The time saved allows Finance team members to focus on strategic tasks that impact profitability, like improving margins and strengthening relationships with contractors and suppliers, which builds trust and loyalty. It’s a productivity enhancement that can lead to improved morale.
Finance technology and A/R
A/R finance tech solutions on the market make it possible to:
- Easily match invoices, credits and payments with quotes and sales orders to ensure the correct amounts are being processed
- Provide workflows that can be used to define rules and exceptions for A/R processing
- Create customizable approval processes for all types of A/R transactions
- Deliver reports and analytics on the status of invoices, payments, customer credit and transaction history
- Save time on billing and cash recognition and reconciliation via real time connection of all transactions and accounting and information systems to your general ledger
- Automate invoice delivery and remittance collection
- Save time on manually logging in to retrieve remittance data from customer vendor portals, and
- Integrate A/R and A/P transactions with your banking, customer, working capital and fulfillment transactions.

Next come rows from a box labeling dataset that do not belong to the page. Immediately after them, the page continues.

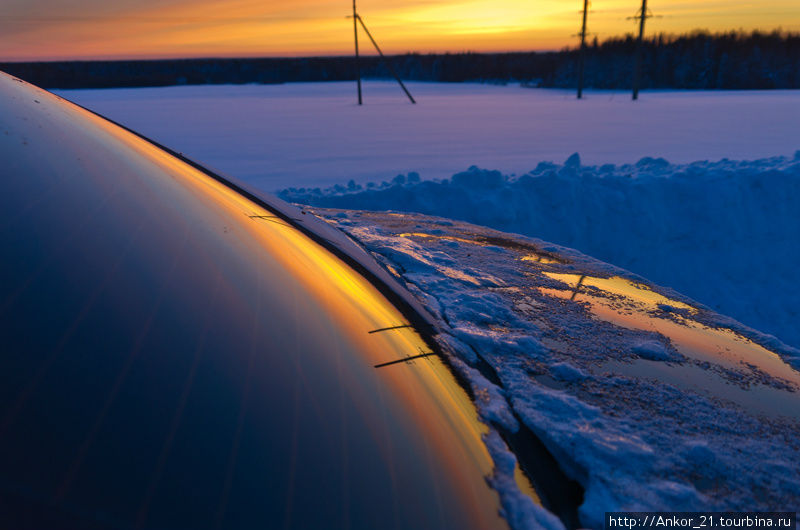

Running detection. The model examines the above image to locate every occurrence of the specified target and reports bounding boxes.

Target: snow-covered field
[280,154,800,346]
[316,210,800,528]
[60,81,800,345]
[58,81,800,192]
[51,82,800,528]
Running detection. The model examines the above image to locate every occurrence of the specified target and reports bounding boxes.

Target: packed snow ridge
[315,208,800,529]
[279,151,800,346]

In addition, A/R finance tech provides a valuable compliance assist by collecting and storing the information your team needs for the preparation of regulatory financial reporting.
Change management
Although finance technology can help your firm better manage workflows and cash flow, employees may be hesitant to adopt new ways of working. That’s why perhaps the most important step in getting buy-in, and determining which tech solution is best for your company, is getting feedback from your end users about where the cash flow bottlenecks are and what they wish they had to do their jobs better. Any application that’s not suited for your team’s needs would be a wasted investment.
Next step: meet up with IT to collaborate on an audit of the tech you have and identify anything that’s becoming obsolete or is no longer meeting your needs. Are there any potentially untapped software connections available within your tech stack that could save your Finance department time?
Before investing time in a product demo, it’s important to know up-front if it will definitely integrate with your existing accounting software or accounting modules of your ERP.
When you’ve found a platform that checks all the boxes and is the right price, don’t forget to create a change management plan for smoothing the transition and driving adoption to the new software. For some ideas on how to get started, click here.
So increasing productivity doesn’t necessarily mean hiring more people – which is good news since finding qualified Finance people is a challenge right now. Leveraging the support finance tech provides can make A/P and A/R processes more efficient while protecting the bottom line.